Happy Now
Charles Higson
Abacus pbk, 312 pgs, £7.99
Review by Gerald Houghton (1999)
There’s a problem with British crime fiction that is, by definition, insurmountable. The lack of a tenable drug culture and a shortfall of real violence make for novels that tend towards middle-class embarrassment for their effect. Charles Higson’s impressive debut King of the Ants fought back bravely if not entirely successfully. His reissued second rather repeats the process, albeit grading more highly on both counts.
Tom Kendall is a lonely, anally-retentive printer who gets his jollies on a Yamaha organ until one day he finds himself joyfully pitched into the arms of the married Maddie. Elsewhere, the family of Tom’s sister Lucy are the latest selected for the very special attentions of Will Summers, a morbid young house-breaker with a pathological affection for happiness: "She is watching television now, while I am up here fucking her house." One fateful act of violence and tears before bedtime.

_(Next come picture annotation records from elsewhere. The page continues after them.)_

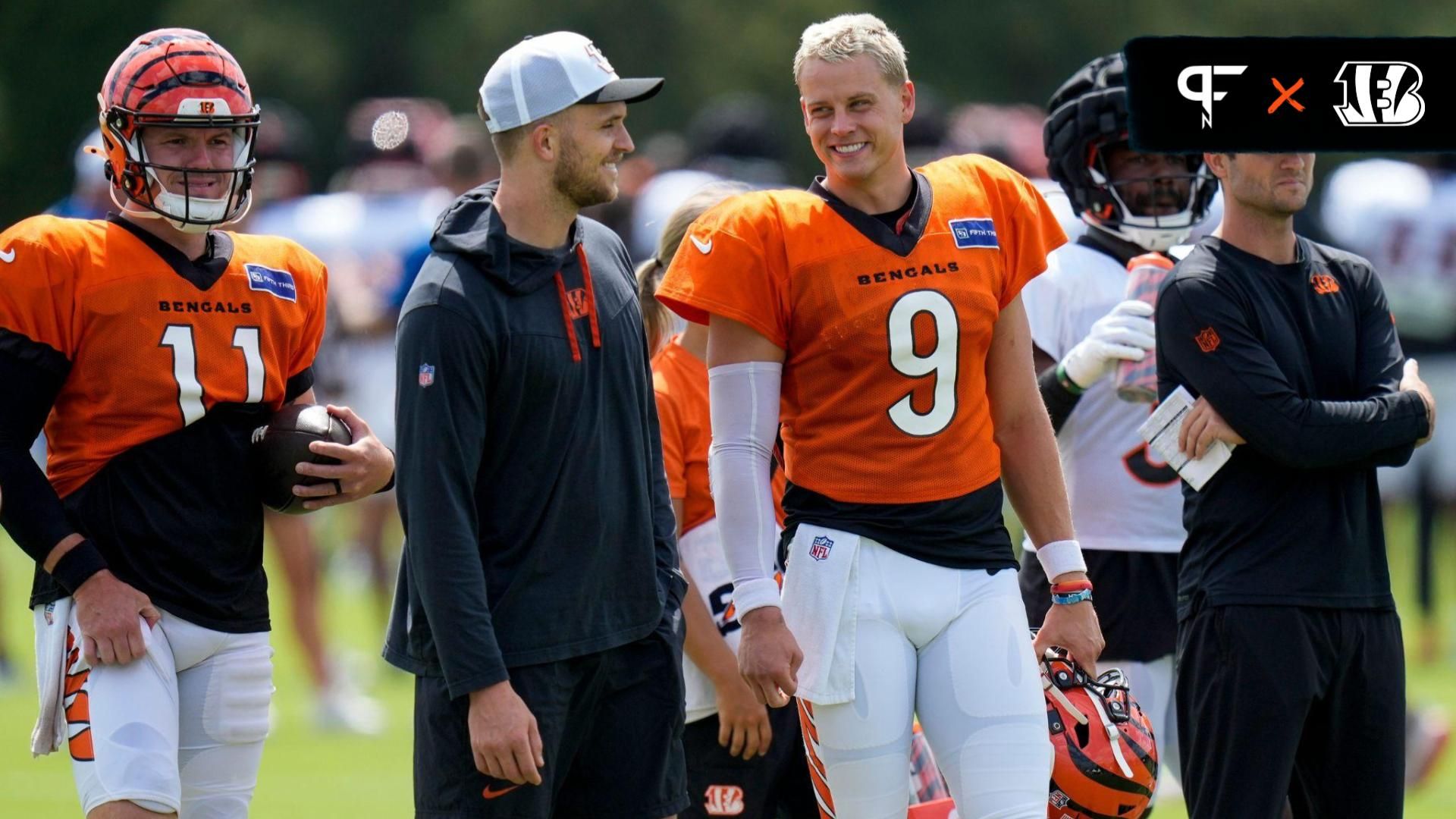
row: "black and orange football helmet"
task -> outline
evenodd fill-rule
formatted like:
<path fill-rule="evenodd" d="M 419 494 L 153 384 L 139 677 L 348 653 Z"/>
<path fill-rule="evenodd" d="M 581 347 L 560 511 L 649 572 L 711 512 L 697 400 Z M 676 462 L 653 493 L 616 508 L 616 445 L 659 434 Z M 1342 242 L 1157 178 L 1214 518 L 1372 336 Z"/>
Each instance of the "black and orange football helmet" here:
<path fill-rule="evenodd" d="M 248 213 L 259 108 L 237 60 L 213 38 L 179 28 L 138 36 L 112 63 L 96 99 L 105 144 L 99 153 L 106 159 L 112 200 L 121 191 L 137 205 L 125 208 L 118 201 L 118 207 L 166 219 L 189 233 L 236 222 Z M 141 130 L 149 125 L 232 128 L 236 137 L 232 168 L 176 168 L 150 162 L 141 141 Z M 181 172 L 182 191 L 167 191 L 157 171 Z M 223 197 L 189 194 L 186 175 L 204 171 L 224 178 Z"/>
<path fill-rule="evenodd" d="M 1048 819 L 1139 819 L 1158 787 L 1158 742 L 1118 669 L 1092 679 L 1063 648 L 1041 660 L 1056 761 Z"/>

Higson sure knows how to power a novel, but heavy plotting leaves a handful of flaws standing proud. Evidence: Summers’ diary (by acceptable circumstance) falls into Tom’s hands, but the new owner’s ability to trace its author is glib. Fortunately our author almost papers over the cracks with an exemplary head-shaking gambit some way in that necessarily redefines the book with delicious effect.

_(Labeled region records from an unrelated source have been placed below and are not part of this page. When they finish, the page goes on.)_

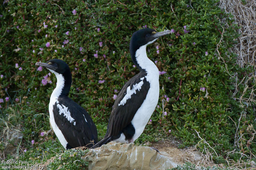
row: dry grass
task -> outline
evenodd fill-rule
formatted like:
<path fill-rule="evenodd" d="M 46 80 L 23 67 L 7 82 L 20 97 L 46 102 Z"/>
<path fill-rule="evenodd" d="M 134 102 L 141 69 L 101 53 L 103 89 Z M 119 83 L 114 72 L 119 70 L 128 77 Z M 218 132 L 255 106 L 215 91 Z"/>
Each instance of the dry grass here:
<path fill-rule="evenodd" d="M 237 63 L 241 67 L 252 66 L 252 73 L 245 73 L 242 80 L 236 77 L 236 90 L 233 97 L 238 91 L 237 87 L 244 84 L 245 88 L 239 98 L 242 106 L 255 103 L 256 90 L 256 1 L 255 0 L 220 0 L 219 6 L 226 13 L 234 16 L 235 23 L 240 27 L 239 33 L 240 36 L 237 40 L 238 43 L 229 49 L 231 52 L 238 55 Z M 225 23 L 225 21 L 223 21 Z M 228 26 L 227 24 L 226 24 Z M 250 94 L 249 97 L 244 96 L 246 93 Z"/>

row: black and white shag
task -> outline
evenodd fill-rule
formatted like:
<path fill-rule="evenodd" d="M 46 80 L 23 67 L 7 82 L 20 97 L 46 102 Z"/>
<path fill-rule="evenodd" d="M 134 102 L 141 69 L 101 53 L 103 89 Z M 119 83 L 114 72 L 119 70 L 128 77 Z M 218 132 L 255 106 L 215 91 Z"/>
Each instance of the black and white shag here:
<path fill-rule="evenodd" d="M 171 33 L 145 28 L 134 32 L 130 42 L 133 61 L 140 70 L 122 88 L 115 101 L 104 138 L 93 148 L 113 140 L 133 142 L 143 132 L 157 104 L 159 71 L 147 55 L 147 46 Z"/>
<path fill-rule="evenodd" d="M 86 111 L 68 97 L 72 82 L 69 67 L 64 61 L 53 59 L 36 65 L 45 67 L 57 78 L 49 104 L 50 121 L 55 134 L 66 149 L 90 148 L 98 142 L 96 127 Z"/>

The grasp of jet-black humour is as admirable as the willingness to take a plunge headlong into blood and guts when needs must. And with more restraint, measuring the gross-outs more sparingly here than the protracted brutality that, in its surreal excessiveness, mars both Ants and his most recent, the slack and ill-advised Getting Rid of Mr. Kitchen. The only real problem is that as a novelist Higson hasn’t yet mastered finding story naturally in character. The end is a messy affair that, for all its aggression and insanity, is strangely unsatisfying. And with Kitchen only more of the same - albeit even less thought out - this really is the place to start to see why the great Patricia Highsmith felt able to divvy Higson up a glowing cover blurb.